Cicadas Swarm East Coast After Perfect Temperatures Hit

An aim to map the 2004 spread of cicadas covering 15 states including Washington D.C. From National Geographic

After 17 years of patience, “periodical” cicadas, also known as Brood X, are surfacing from underground, causing many people to feel disgusted and fearful.

According to an article by National Geographic, “trillions of the insects will once again burst from the ground and take to the trees, making loud mating songs as they harmlessly sip tree sap.”

High school student Arooj Vahora feels hesitant about the cicadas’ arrival because she has never experienced anything like it. “I feel like I would be terrified and probably run away from them or slowly back away … as soon as possible,” she admits.        

“This summer will be crazy full of them, so I’ll be staying inside a lot of the time because I am absolutely terrified of bugs. Also, I am not looking forward to seeing them again in the next 17 years,” she shares.

Other students, like Emily Hollwedel, feel differently. Hollwedel doesn’t mind cicadas much because they are only here for a short period. “They don’t fly into me too much; I don’t really like unwarranted bug attacks,” she states. 

Hollwedel mentions that the people who went through the previous Brood X in 2004 say it’s hard to walk outside without interacting with a cicada. “Having a bug hit me is one of my least favorite experiences, so I’m just bracing for that. Otherwise, I expect a lot of buzzing noises and red-eyed friends hanging around,” she notes.

Despite not wanting cicada interaction, she thinks that the 17-year cycle is interesting. She wonders “how do [cicadas] manage that 17-year gap?”

Bug expert Dr. Kelly Hamby explains that waiting 17 years requires carefully measuring time. “There have been reports of smaller emergences that are off cycle, but most of the population gets it right,” she details.

“Seeing the 17 year cicada emergence is absolutely amazing, this is a biological phenomenon thatis unique to the eastern United States,” Hamby says.
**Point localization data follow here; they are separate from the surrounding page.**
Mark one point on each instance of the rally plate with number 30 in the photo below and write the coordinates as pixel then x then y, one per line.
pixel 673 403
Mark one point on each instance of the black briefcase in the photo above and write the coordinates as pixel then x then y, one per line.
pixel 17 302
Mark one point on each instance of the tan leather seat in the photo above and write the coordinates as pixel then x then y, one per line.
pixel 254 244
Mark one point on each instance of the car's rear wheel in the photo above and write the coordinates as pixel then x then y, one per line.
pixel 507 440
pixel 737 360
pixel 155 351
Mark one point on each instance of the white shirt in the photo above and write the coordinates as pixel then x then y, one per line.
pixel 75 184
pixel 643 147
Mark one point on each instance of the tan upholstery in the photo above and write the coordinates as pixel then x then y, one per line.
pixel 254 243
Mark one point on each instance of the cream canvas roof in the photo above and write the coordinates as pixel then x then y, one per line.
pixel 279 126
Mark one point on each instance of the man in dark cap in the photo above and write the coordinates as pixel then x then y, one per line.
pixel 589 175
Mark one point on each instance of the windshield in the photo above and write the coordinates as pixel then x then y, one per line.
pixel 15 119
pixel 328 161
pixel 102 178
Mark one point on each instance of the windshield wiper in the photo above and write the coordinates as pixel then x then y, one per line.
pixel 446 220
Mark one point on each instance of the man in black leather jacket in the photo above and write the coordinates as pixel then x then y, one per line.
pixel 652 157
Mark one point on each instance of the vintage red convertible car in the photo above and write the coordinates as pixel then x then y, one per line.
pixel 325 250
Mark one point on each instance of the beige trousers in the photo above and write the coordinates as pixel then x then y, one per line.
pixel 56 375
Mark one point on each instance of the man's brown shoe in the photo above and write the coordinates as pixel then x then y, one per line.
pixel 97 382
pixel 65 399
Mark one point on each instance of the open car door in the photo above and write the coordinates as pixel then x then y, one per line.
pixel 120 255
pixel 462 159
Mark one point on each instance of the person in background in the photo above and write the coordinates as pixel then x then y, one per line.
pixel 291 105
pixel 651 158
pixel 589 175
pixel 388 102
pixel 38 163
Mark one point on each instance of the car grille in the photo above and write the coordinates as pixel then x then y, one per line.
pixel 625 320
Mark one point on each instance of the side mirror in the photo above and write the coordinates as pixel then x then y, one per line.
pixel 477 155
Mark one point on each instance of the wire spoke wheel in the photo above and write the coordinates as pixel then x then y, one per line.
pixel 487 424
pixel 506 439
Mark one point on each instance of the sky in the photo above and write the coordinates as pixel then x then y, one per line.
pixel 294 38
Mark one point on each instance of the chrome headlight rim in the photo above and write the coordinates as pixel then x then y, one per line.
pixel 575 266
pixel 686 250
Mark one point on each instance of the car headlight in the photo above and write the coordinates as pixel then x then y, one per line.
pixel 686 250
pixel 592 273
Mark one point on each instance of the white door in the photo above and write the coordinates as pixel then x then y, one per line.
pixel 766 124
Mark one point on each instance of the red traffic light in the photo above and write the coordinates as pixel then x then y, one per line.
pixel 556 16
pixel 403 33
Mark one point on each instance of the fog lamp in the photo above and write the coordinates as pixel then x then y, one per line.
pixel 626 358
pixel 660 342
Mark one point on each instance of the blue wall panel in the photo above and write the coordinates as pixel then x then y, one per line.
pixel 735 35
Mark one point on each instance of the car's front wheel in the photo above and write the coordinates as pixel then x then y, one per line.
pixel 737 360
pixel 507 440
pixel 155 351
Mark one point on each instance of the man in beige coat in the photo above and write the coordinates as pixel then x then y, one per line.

Centennial High School teacher Bethany Cunha also finds that the cicadas are amazing because of the timing, and she loves nature’s different life cycles of plants and animals. “Anytime I can watch something of this magnitude happen in the natural world, especially right outside my window, I feel the excitement and wonder I used to feel as a young kid when I discovered new things,” she says.

Cunha believes that most people will find cicadas to be annoying and a small percentage of people like herself will like them and feel unbothered by their presence. “I know I will be savoring these creatures being around the whole six weeks,” she admits. 

At the end of the day, cicadas are a unique species of insect because they have 13 or 17 year life cycles. They live mainly on the east coast of the US, and their emergence can cause apprehension, and sometimes even fear, for those who live in this region.

No matter what people think about the cicadas, Hamby believes that the cicadas will make people have to think about insects daily for a short time.

Hamby hopes, “it will make people interested in the world and lives of insects.”